La storia raccontata da Thomas B. Reverdy in L’ombra vuota (traduzione di Gaia Amaducci , Sironi editore, Milano 2011) non ha la forma del noir nonostante verta attorno ad un’inchiesta per omicidio e non ha nemmeno la costruzione del romanzo nonostante l’intreccio che coinvolge i personaggi principali. La storia si sovrappone nella forma come nell’ambientazione ad un cantiere - siamo a Ground Zero - come un palazzo in costruzione ancora non chiaramente visibile e comprensibile. Brevi pezzi narrativi si alternano a lunghe disquisizioni sulla città, sul suo carattere e sulle sue strade: tutto è ridotto all’essenziale e la sensazione è di ritrovarsi tra le pagine di una guida capace di raccontare l’immaginario incrinato di una città che non è la New York ferita e terrorizzata dall’attentato, ma qualcosa di leggermente diverso.

 

Reverdy non racconta la grande tragedia e nemmeno sono al centro del suo racconto le storie personali di chi fu toccato da vicino dall’attentato. Quelle storie ci sono, ma sono laterali, al centro c’è la vita in una città attraversata da un abisso profondo quanto erano alti i due grattacieli del WTC. Ground Zero è ben al di sotto della linea dello zero, è un vero e proprio buco nero che ha inghiottito i corpi delle vittime come le esistenze dei sopravvissuti: ogni gesto, ogni incontro, ogni giorno vissuto passa al vaglio dell’ombra di quelle torri: vite con un’ombra, ma senza più un corpo.

 

I tre personaggi, un professore francese, una cameriera e un ex poliziotto eroe delle Torri, rappresentano i diversi gradi tra presenza e ombra, le loro vite sono segnate in maniera diversa non solo dall’attentato, ma dal cantiere di Ground Zero che in realtà sarebbe il cantiere della Torre della Libertà, il nuovo imponente grattacielo in costruzione, che più che ridare forza e sicurezza sembra simboleggiare esclusivamente il cono d’ombra dentro cui i personaggi sono finiti o rischiano di finire e con loro tutta la città e gli Stati Uniti interi.

 

Agli estremi si situano invece un operaio clandestino, che prima di essere ritrovato cadavere all’interno del cantiere è al centro di una rissa scatenata dall’ex poliziotto, e il poliziotto dell’FBI che si occupa dell’inchiesta sulla morte dell’operaio.

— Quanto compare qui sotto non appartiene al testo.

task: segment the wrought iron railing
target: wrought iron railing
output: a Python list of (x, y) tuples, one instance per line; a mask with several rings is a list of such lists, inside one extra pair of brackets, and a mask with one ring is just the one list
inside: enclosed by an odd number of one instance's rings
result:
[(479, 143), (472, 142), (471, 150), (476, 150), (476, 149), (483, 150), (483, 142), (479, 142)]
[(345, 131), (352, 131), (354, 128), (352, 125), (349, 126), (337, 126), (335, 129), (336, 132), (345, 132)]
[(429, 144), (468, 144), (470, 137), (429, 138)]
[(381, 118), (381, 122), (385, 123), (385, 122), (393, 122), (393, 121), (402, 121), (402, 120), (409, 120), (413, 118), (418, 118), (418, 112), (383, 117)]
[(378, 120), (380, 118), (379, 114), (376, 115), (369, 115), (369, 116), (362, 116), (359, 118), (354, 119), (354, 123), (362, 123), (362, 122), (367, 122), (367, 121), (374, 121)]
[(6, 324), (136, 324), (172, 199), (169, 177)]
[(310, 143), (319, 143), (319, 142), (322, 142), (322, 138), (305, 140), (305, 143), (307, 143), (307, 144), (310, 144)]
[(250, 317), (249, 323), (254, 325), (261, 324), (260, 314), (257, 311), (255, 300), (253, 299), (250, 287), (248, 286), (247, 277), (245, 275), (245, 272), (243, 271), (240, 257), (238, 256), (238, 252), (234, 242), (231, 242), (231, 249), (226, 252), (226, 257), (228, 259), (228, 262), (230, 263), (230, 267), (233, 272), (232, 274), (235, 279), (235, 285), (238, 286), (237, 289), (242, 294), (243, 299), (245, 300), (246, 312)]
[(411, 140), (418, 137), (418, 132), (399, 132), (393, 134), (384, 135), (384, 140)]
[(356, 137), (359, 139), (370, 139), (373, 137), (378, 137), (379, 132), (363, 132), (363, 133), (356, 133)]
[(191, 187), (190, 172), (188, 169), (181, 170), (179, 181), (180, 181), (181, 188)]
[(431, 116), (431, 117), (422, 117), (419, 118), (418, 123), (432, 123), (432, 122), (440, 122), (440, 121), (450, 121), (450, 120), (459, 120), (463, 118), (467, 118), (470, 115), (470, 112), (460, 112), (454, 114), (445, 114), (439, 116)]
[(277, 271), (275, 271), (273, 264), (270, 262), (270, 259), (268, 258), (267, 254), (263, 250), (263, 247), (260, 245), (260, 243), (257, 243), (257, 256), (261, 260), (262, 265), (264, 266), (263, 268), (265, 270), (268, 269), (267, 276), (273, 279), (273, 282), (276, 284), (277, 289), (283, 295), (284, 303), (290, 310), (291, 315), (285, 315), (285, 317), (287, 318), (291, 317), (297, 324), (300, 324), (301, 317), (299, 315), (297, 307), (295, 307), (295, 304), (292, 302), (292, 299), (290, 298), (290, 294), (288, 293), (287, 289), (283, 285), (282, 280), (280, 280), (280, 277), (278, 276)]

Il federale è il vero punto di contatto tra le varie storie e sarà la sua saggezza occasionale a dare un’occasione di riscatto ai tre personaggi.

 

L’ombra vuota racconta in maniera inedita e certamente coraggiosa i sopravvissuti di New York e con loro i diversi gradi possibili di sopravvivenza. Racconta una città che da sempre ha vissuto il presente come una frenetica e continua anticipazione del futuro e che proprio dalla perdita di questa velocità esistenziale è stata tramutata in una città più insicura (di se stessa), più buia e sostanzialmente più provinciale. Belle sono le pagine in cui il professore francese elenca le differenze con Parigi rivelando il complesso d’inferiorità che spesso tradisce le grandi capitali europee rispetto a New York, ma che ora, drammaticamente, sembra rivoltarsi contro la stessa metropoli americana.

 

New York sembra non conoscere più New York: la propaganda attorno all’Undici settembre l’ha trasformata in parte in una parodia di se stessa. Il problema per New York, sembra indicarci Thomas Reverdy, con una sensibilità che purtroppo non sempre è sostenuta da un’efficace tensione narrativa, non sta nel cogliere le sfide del futuro, ma imparare a riconoscere il proprio passato, e in questo Ground Zero ne è l’emblematico simbolo: un unico cantiere per ciò che è stato abbattuto e per ciò che verrà costruito.